Подшивки всех белорусских газет за январь 1948 года, просмотренные мною в РНБ, произвели впечатление девственности. О приезде Михоэлса в столицу Белоруссии ни одна газета не сообщила, хотя великие артисты в Минск приезжали отнюдь не каждый месяц. А сообщение о его гибели появилось только 16 января (ГОСЕТ в центральной «Правде» еще 14 января известил о «внезапной и безвременной кончине» своего руководителя). Текст некролога и четырех сообщений четырех театров Минска в обеих ежедневных минских газетах (одна – на русском, другая – на белорусском) был абсолютно одинаков, с употреблением нейтрального слова «умер», а где и как – о том ни гугу. (Замечу, что еженедельная «Лiтература i мастатцтва» 17 января поместила те же тексты и еще фотографию Михоэлса, не указав, конечно, что снимок сделан в Минске 11 января 1948 года; газеты Белорусского военного округа «Во славу Родины», комсомола «Сталинская молодежь» и газета «Железнодорожник Белоруссии» о Михоэлсе не писали и программы театров не давали.) Минские газеты «Советская Белоруссия» и «Звязда», публиковавшие репертуар театров, сообщили, что в пятницу 9 января в Белорусском гос. театре драмы им. Янки Купалы шел «Тевье-молочник» Государственного Еврейского театра Белоруссии (по-белорусски: Яурейскога тэатра; своего зрительного зала у него не было). А вот спектакль Белгосдрамы «Константин Заслонов» шел трижды – в субботу 10 января в 20 часов, в воскресенье 11 января в 12 часов дня и в 20 часов. Естественно, что Михоэлс смотрел его 10 января. К сожалению, в воскресенье 11 января газеты не напечатали программу театров (в этот день в Белоруссии были выборы, и газетные полосы заполняли материалы на эту тему), в понедельник 12 января минские газеты не выходили. Таким образом, об оперном спектакле «Алеся» получить информацию не удалось.

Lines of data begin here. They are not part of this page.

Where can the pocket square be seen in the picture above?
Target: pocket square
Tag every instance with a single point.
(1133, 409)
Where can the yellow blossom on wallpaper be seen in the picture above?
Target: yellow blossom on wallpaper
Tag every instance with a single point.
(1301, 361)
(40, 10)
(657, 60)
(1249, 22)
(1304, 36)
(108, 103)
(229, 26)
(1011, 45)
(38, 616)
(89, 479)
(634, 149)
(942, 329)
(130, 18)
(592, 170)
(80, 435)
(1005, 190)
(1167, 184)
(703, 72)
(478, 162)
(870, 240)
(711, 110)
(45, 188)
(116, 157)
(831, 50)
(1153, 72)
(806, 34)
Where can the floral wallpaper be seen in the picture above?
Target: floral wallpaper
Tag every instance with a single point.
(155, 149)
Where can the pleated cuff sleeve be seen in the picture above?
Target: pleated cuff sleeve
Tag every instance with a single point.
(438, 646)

Ну вот, теперь, наконец, вернемся к нашей основной теме – встрече Михоэлса с генералом Трофименко. Выезжая из Москвы, Михоэлс знал, что 9, 10 и 11 января его ждут спектакли, и вполне мог бы приехать в Минск утром 9-го. Однако он приехал 8-го, и предположение, что именно для того, чтобы повидаться с генералом Трофименко, – не является натяжкой. Дело в том, что вплоть до утра 7 января считалось, что вместе с Михоэлсом в Минск едут и Перец Маркиш с женой, давние друзья Трофименко, которых он звал в гости, поздравляя с Новым годом 2 января, и, узнав о командировке Михоэлса в Минск, они решили ехать с ним, чтобы вместе отправиться к генералу. Торчать в Минске из-за белорусских спектаклей им никакого смысла не имело, и, поскольку о поездке они генералу сообщили заранее, ясно, что для визита и был выбран первый же день. За несколько часов до отъезда Маркишу пришлось, однако, сдать железнодорожные билеты, так как еврейское издательство загрузило его срочным чтением верстки (см.: Э. Маркиш. «Столь долгое возвращение…». Тель-Авив, 1989, с. 173–174) – не иначе как стараниями агента ГБ Фефера, выполнявшего заказ своих хозяев, которым лишний свидетель в Минске был не нужен. Сам Фефер был направлен ГБ в Минск чуть позже, и Михоэлс неожиданно обнаружил его в гостинице «Беларусь» утром 11 января, а 12-го плотно встречался с ним и расстался в 18 часов…
Итак, дату встречи Михоэлса с генералом Трофименко можно считать точно установленной – вечер 8 января с ночевкой.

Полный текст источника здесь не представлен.